Due to the limited resources of system memory, files in the gigabyte range
cannot persist in memory indefinitely, so this portion of page cache may
not provide much assistance for subsequent reads. Additionally, the
existence of page cache will consume additional system resources due to
the extra copying required by the CPU.
Therefore, I think it is necessary for dma-buf to support direct I/O.
However, direct I/O file reads cannot be performed using the buffer
mmaped by the user space for the dma-buf.[1]
Here are some discussions on implementing direct I/O using dma-buf:
mmap[1]
---
dma-buf never support user map vaddr use of direct I/O.
udmabuf[2]
---
Currently, udmabuf can use the memfd method to read files into
dma-buf in direct I/O mode.
However, if the size is large, the current udmabuf needs to adjust the
corresponding size_limit(default 64MB).
But using udmabuf for files at the 3GB level is not a very good approach.
It needs to make some adjustments internally to handle this.[3] Or else,
fail create.
But, it is indeed a viable way to enable dma-buf to support direct I/O.
However, it is necessary to initiate the file read after the memory allocation
is completed, and handle race conditions carefully.
sendfile/splice[4]
---
Another way to enable dma-buf to support direct I/O is by implementing
splice_write/write_iter in the dma-buf file operations (fops) to adapt
to the sendfile method.
However, the current sendfile/splice calls are based on pipe. When using
direct I/O to read a file, the content needs to be copied to the buffer
allocated by the pipe (default 64KB), and then the dma-buf fops'
splice_write needs to be called to write the content into the dma-buf.

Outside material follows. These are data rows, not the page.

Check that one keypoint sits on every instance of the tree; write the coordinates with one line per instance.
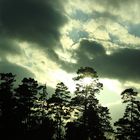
(7, 102)
(59, 108)
(26, 95)
(129, 125)
(92, 118)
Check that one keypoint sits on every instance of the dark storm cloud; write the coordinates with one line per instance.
(8, 46)
(134, 29)
(17, 70)
(35, 21)
(77, 34)
(123, 64)
(116, 3)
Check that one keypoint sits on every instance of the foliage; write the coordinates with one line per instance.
(129, 125)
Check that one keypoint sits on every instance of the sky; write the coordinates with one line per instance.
(50, 39)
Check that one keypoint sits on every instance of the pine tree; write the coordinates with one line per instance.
(87, 104)
(26, 95)
(7, 103)
(59, 108)
(128, 126)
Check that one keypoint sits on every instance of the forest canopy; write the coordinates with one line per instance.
(28, 111)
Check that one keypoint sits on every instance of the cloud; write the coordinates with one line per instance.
(32, 21)
(8, 46)
(19, 71)
(122, 64)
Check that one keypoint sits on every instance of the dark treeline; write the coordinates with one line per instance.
(28, 112)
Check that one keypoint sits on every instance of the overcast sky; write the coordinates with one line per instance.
(50, 39)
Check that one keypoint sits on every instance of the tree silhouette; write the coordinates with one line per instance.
(26, 95)
(128, 126)
(7, 103)
(59, 108)
(93, 115)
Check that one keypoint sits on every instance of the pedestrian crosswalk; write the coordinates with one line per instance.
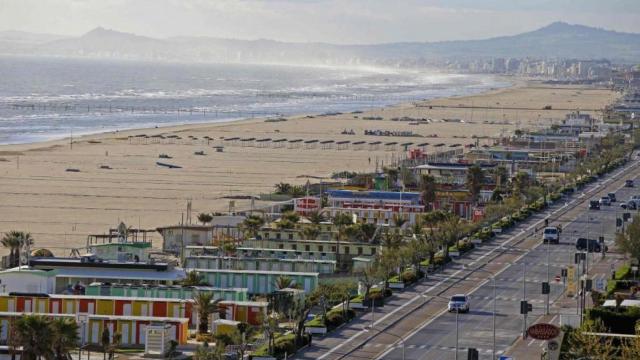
(427, 347)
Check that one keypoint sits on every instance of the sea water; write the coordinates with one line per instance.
(49, 98)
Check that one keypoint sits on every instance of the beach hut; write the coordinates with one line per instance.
(294, 144)
(262, 143)
(358, 145)
(247, 142)
(343, 145)
(327, 144)
(390, 146)
(311, 144)
(405, 146)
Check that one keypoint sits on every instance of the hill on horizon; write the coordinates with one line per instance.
(556, 40)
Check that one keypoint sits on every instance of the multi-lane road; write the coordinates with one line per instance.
(415, 322)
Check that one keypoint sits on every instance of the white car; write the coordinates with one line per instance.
(605, 200)
(458, 303)
(551, 234)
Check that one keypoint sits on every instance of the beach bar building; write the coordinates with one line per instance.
(257, 282)
(161, 291)
(131, 328)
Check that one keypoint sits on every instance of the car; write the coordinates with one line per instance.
(593, 245)
(605, 200)
(458, 303)
(551, 234)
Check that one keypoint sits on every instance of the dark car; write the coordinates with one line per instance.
(594, 245)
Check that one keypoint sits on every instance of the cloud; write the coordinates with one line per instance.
(336, 21)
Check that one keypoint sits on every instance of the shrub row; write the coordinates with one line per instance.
(623, 322)
(284, 344)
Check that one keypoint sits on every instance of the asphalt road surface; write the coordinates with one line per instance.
(418, 315)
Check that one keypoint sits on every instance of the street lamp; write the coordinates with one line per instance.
(367, 328)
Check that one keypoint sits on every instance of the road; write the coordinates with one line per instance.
(419, 314)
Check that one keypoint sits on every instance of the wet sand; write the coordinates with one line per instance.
(60, 208)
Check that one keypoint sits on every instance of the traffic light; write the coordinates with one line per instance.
(546, 289)
(588, 284)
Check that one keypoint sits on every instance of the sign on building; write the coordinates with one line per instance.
(571, 280)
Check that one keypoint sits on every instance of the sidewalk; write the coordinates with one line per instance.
(531, 349)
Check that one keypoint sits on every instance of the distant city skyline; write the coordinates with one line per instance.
(330, 21)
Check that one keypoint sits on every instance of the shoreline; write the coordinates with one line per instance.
(26, 146)
(119, 180)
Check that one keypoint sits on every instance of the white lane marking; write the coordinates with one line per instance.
(513, 238)
(411, 334)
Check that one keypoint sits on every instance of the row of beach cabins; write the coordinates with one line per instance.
(279, 143)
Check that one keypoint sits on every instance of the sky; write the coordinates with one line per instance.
(332, 21)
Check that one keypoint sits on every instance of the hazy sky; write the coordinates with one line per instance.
(336, 21)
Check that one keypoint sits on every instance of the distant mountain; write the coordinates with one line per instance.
(20, 41)
(557, 40)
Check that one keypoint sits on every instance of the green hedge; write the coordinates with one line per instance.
(617, 285)
(281, 345)
(623, 322)
(623, 272)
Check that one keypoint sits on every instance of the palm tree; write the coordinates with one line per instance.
(65, 337)
(193, 279)
(368, 231)
(428, 190)
(398, 221)
(42, 253)
(311, 232)
(14, 240)
(392, 240)
(475, 178)
(115, 344)
(283, 282)
(34, 335)
(341, 220)
(520, 183)
(205, 218)
(205, 305)
(501, 176)
(252, 224)
(105, 340)
(316, 217)
(283, 188)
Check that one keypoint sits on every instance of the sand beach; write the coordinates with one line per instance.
(60, 193)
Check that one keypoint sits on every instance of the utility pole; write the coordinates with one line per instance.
(524, 298)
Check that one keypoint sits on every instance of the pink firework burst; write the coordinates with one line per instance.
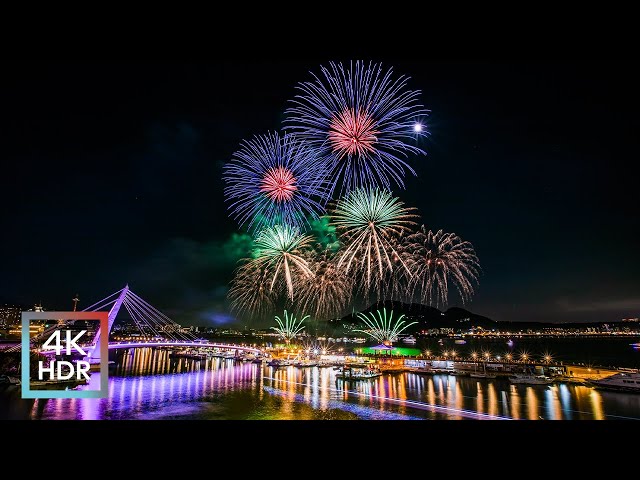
(279, 184)
(353, 132)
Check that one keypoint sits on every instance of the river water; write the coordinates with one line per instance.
(147, 384)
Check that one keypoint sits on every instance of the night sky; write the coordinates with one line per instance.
(111, 174)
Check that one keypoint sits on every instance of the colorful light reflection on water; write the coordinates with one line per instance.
(148, 384)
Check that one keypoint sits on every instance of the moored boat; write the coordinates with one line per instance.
(528, 379)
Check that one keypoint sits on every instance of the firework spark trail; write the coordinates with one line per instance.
(250, 295)
(438, 259)
(382, 328)
(362, 119)
(290, 328)
(370, 220)
(275, 180)
(279, 251)
(326, 294)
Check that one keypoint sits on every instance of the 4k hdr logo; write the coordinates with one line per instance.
(66, 357)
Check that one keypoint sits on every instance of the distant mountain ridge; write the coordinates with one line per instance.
(455, 317)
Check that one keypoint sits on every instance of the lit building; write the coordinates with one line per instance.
(9, 315)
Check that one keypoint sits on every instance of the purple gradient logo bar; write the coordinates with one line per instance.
(61, 341)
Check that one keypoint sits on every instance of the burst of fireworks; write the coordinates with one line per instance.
(371, 221)
(363, 119)
(382, 328)
(438, 259)
(275, 179)
(279, 252)
(326, 294)
(317, 347)
(250, 294)
(290, 328)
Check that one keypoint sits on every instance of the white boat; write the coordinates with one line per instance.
(622, 382)
(357, 373)
(528, 379)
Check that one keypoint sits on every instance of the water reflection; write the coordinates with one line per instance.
(150, 383)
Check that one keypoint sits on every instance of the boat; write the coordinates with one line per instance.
(358, 373)
(280, 363)
(621, 382)
(528, 379)
(483, 374)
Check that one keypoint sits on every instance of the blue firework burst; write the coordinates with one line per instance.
(363, 119)
(276, 179)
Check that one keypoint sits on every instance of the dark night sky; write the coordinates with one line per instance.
(112, 174)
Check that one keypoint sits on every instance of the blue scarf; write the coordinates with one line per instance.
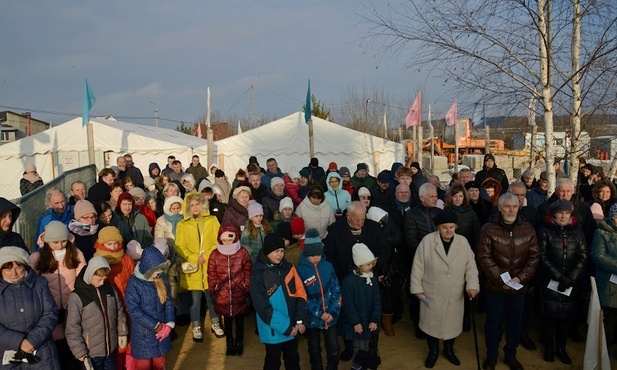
(173, 220)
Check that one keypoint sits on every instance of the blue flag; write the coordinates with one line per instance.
(89, 101)
(307, 109)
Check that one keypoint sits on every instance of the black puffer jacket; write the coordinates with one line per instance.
(562, 258)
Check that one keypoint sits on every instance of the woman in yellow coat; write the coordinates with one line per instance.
(196, 237)
(443, 268)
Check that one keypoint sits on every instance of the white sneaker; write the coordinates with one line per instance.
(217, 330)
(197, 336)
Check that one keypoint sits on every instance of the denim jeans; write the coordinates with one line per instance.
(331, 344)
(196, 307)
(499, 308)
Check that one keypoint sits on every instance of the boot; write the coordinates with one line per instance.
(386, 323)
(448, 351)
(433, 351)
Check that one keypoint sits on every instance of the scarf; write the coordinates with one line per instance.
(368, 276)
(81, 229)
(230, 249)
(173, 220)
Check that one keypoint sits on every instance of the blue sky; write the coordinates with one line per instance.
(137, 52)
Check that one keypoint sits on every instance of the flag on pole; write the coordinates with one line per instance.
(451, 115)
(307, 108)
(88, 102)
(414, 116)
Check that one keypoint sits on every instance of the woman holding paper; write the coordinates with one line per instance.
(443, 264)
(562, 260)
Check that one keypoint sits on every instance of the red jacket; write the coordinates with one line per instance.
(229, 279)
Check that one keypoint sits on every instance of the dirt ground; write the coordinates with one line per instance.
(402, 351)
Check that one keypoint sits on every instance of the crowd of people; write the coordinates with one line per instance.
(116, 265)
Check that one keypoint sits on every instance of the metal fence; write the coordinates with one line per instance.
(33, 204)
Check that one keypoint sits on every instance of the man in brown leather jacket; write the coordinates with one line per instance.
(507, 244)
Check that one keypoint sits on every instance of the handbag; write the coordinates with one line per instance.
(189, 268)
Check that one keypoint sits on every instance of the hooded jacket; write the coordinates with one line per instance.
(278, 297)
(11, 238)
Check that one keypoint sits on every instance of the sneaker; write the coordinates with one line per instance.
(197, 335)
(217, 330)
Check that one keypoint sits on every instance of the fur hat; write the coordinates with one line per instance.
(108, 234)
(82, 208)
(13, 254)
(313, 245)
(255, 209)
(361, 254)
(56, 231)
(285, 203)
(94, 264)
(272, 242)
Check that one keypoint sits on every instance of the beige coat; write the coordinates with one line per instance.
(442, 279)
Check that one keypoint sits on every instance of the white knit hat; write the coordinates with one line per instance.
(361, 254)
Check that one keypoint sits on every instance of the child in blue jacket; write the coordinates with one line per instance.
(323, 301)
(279, 300)
(361, 306)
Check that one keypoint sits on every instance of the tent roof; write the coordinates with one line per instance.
(109, 135)
(289, 135)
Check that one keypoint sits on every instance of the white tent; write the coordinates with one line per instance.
(287, 141)
(65, 147)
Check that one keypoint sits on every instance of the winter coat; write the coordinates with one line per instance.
(316, 217)
(95, 319)
(236, 215)
(61, 283)
(196, 237)
(28, 311)
(338, 199)
(279, 299)
(323, 292)
(229, 280)
(11, 238)
(339, 242)
(562, 258)
(146, 310)
(271, 203)
(441, 278)
(507, 248)
(604, 253)
(361, 305)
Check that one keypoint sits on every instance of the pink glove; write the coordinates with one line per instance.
(164, 333)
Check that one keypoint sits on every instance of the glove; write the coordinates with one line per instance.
(122, 341)
(164, 333)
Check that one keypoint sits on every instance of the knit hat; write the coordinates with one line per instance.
(560, 205)
(313, 246)
(82, 208)
(137, 192)
(109, 234)
(344, 171)
(276, 181)
(255, 209)
(272, 242)
(297, 226)
(56, 231)
(94, 264)
(13, 254)
(445, 217)
(361, 254)
(285, 203)
(376, 214)
(239, 189)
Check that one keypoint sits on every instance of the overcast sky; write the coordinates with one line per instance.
(140, 54)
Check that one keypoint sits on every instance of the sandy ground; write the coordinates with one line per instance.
(403, 351)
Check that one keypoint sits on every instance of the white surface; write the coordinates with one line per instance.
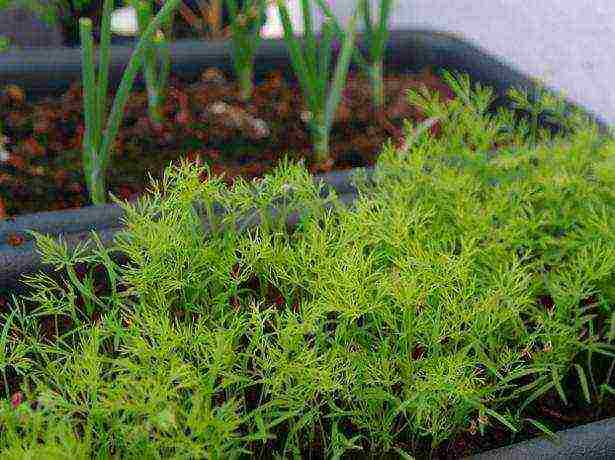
(570, 44)
(124, 21)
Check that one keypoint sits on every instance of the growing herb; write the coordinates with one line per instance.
(156, 60)
(246, 23)
(461, 290)
(310, 59)
(98, 139)
(376, 34)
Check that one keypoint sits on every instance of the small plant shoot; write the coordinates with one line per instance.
(311, 59)
(156, 60)
(376, 34)
(246, 20)
(98, 138)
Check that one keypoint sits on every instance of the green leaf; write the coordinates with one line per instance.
(500, 418)
(583, 381)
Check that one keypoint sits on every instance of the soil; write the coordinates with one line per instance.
(206, 121)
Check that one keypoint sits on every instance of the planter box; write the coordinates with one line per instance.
(50, 71)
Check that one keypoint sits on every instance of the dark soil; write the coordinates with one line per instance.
(206, 121)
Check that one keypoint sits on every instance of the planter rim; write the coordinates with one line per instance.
(42, 71)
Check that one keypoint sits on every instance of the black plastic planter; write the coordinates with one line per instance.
(51, 70)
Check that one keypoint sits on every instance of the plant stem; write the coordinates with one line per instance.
(98, 143)
(377, 82)
(246, 84)
(150, 70)
(320, 137)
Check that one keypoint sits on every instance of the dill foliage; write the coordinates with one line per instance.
(473, 275)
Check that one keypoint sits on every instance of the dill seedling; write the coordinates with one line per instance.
(310, 59)
(98, 139)
(466, 281)
(376, 33)
(156, 60)
(245, 23)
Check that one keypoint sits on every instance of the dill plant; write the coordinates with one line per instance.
(416, 313)
(310, 59)
(98, 137)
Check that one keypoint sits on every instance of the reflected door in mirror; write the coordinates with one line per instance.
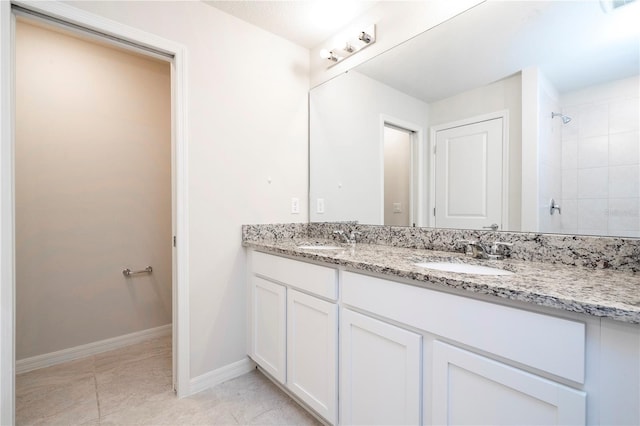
(468, 169)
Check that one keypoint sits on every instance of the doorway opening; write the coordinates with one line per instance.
(174, 55)
(403, 170)
(92, 196)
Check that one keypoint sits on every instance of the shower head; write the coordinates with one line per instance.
(565, 119)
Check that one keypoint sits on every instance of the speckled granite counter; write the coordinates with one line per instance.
(606, 293)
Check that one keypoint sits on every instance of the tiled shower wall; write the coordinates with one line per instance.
(601, 160)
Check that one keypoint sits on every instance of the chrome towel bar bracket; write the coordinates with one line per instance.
(128, 272)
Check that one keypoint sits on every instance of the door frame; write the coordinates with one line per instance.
(433, 130)
(180, 224)
(417, 187)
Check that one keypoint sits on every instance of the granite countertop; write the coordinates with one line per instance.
(597, 292)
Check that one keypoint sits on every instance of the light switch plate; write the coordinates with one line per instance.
(295, 205)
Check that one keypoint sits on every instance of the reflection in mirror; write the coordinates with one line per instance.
(518, 62)
(397, 176)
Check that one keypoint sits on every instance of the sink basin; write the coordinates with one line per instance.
(319, 247)
(464, 268)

This approach requires serially reading the content of file pipe size
into the pipe buffer and then waiting for the dma-buf to be written
before reading the next one.(The I/O performance is relatively weak
under direct I/O.)
Moreover, due to the existence of the pipe buffer, even when using
direct I/O and not needing to generate additional page cache,
there still needs to be a CPU copy.
copy_file_range[5]
---
Consider of copy_file_range, It only supports copying files within the
same file system. Similarly, it is not very practical.
So, currently, there is no particularly suitable solution on VFS to
allow dma-buf to support direct I/O for large file reads.
This patchset provides an idea to complete file reads when requesting a
dma-buf.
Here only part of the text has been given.